Interesting Paper available on Moog VCF
Don Tillman
don at till.com
Sat Sep 21 09:01:55 CEST 1996
Date: Thu, 19 Sep 1996 13:34:30 -0700
From: Tom May <ftom at netcom.com>
Any polynomial with a finite number of terms will produce a band
limited output when used as a transfer function. But the bandwidth of
the output will be N times the bandwidth of the input, where N is the
degree of the polynomial. That pretty much falls out of the sin^2(x)
= (1 - cos(2x))/2 type of identity when you keep applying it for each
degree of the polynomial. (Or am I making an analog gut feeling
mistake?)
Woah... I hadn't thought about this before, but yeah, this is
absolutely right. The exponential transfer function I proposed that
rendered an infinite number of harmonics was an example of an
*arbitrary* distortion curve. But if the curve is limited to an Nth
order polynomial, then yes, the aliasing will be limited to N times
the original signal's maximum frequency.
Date: Fri, 20 Sep 1996 10:38:39 +0300 (EET-DST)
From: Mikko Helin <MHELIN at tne01.tele.nokia.fi>
I think that this kind of aliasing distortion can be avoided by using
oversampling, which means that sampling rate is increased so that
aliasing occurs at higher frequencies, which are then filtered out
before D/A conversion or resampling to lower (original) sample rate.
Yes, this is standard way to implement it.

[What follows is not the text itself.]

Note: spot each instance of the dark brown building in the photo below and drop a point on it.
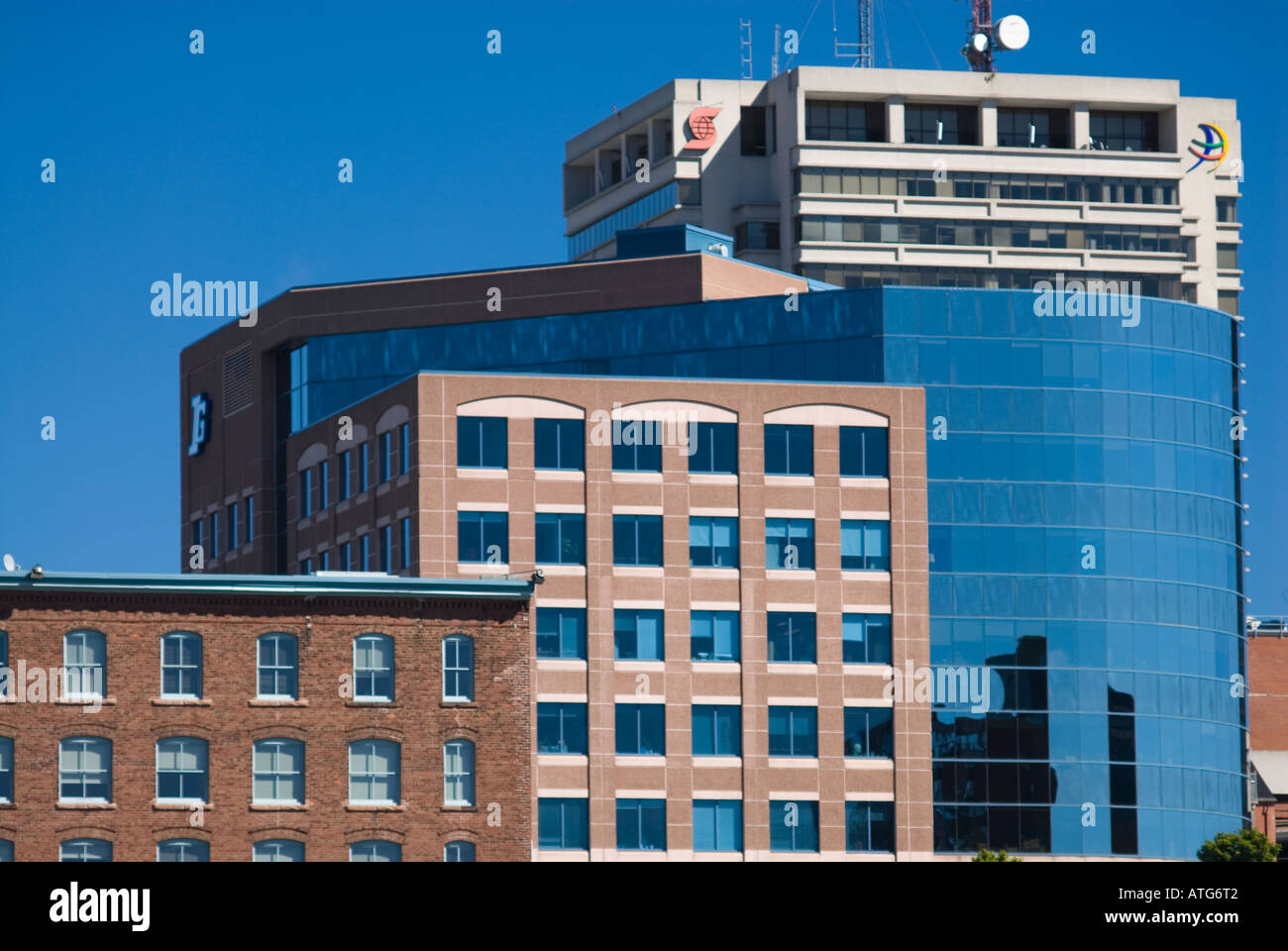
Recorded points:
(231, 718)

Date: Thu, 19 Sep 1996 15:01:27 -0400 (EDT)
From: Eli Brandt <eli at ux3.sp.cs.cmu.edu>
If we're stuck with infinite harmonics coming out of our waveshaping,
the conceptually simplest solution would be to supersample, waveshape,
lowpass, and subsample.
Just as above, yes. And yeah, it'll reduce the aliasing, but with
infinite harmonics you still have a good chance of the aliasing effect
being annoying.
This chain of operations might simplify, but probably not. I've
considered just doing all digital work at a multiple of audio rate,
and lowpassing whenever spurious harmonics are generated. This costs
you a constant factor everywhere, but avoids the expense of resampling
up and down all over the place.
Not really an issue; the resampling isn't especially costly.

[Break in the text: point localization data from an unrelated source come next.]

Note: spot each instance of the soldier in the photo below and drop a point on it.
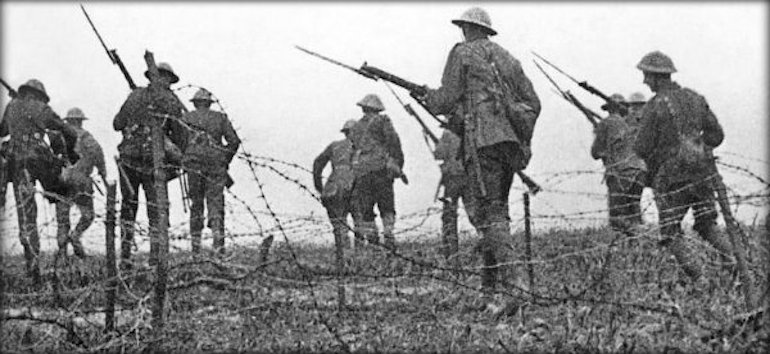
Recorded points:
(335, 194)
(624, 170)
(377, 161)
(25, 119)
(206, 161)
(135, 164)
(678, 128)
(454, 181)
(491, 104)
(81, 191)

Date: Fri, 20 Sep 1996 12:22:20 +0100 (CET)
From: "Erik Schuijers" <E.G.P.Schuijers at stud.tue.nl>
What technique many companies use these days is called sigma-delta
conversion.
I can't see how sigma-delta conversion would help here.

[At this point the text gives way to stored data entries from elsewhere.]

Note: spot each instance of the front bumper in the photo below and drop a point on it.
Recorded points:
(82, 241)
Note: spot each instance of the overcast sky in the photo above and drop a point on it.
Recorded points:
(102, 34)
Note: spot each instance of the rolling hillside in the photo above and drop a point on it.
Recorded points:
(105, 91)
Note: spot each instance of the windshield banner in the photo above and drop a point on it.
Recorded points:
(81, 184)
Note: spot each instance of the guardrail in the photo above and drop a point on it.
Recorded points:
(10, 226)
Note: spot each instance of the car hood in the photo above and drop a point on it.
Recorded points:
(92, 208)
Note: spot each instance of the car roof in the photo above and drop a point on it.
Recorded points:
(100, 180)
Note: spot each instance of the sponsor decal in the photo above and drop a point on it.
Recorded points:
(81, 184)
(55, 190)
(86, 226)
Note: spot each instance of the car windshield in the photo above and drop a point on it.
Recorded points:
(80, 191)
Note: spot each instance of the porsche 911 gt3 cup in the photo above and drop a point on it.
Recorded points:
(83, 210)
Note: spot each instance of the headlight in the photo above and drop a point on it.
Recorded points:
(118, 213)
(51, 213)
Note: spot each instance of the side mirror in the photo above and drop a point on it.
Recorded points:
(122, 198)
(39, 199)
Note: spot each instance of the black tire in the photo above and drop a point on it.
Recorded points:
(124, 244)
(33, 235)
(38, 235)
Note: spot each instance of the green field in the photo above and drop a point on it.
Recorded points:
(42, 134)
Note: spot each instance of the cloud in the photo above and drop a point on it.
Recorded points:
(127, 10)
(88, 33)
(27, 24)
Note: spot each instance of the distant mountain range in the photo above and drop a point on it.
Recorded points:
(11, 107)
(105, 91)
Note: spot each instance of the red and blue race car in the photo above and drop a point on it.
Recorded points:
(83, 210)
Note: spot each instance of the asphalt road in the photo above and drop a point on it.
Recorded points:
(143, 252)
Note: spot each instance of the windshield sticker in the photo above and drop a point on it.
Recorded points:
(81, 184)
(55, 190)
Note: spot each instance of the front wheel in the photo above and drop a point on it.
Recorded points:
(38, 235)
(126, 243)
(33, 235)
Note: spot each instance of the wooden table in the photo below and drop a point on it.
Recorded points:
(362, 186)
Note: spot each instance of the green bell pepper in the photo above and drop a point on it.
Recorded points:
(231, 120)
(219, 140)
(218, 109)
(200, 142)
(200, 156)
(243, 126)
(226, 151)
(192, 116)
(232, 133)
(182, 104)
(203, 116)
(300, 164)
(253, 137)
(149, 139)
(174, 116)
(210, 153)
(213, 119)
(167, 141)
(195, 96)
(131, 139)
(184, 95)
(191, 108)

Date: Fri, 20 Sep 1996 13:15:51 -0400 (EDT)
From: Eli Brandt <eli at ux3.sp.cs.cmu.edu>
Take the case where we've got harmonic partials and they're all in
phase. So the input signal x(t) is a sum of cos(kt) terms, out to K.
Each term a_k cos(kt) can be expanded, using the Chebychev* T_n, to a
degree-k polynomial in cos(t). Waveshaping their sum with a degree-D
polynomial gives one of degree-KD. Then translate each cos^n(t) back
to a sum of cos(kt) terms, k<=n. So we have a sum of cos(kt) terms,
k<=KD.
Wow, I have no idea what you're talking about!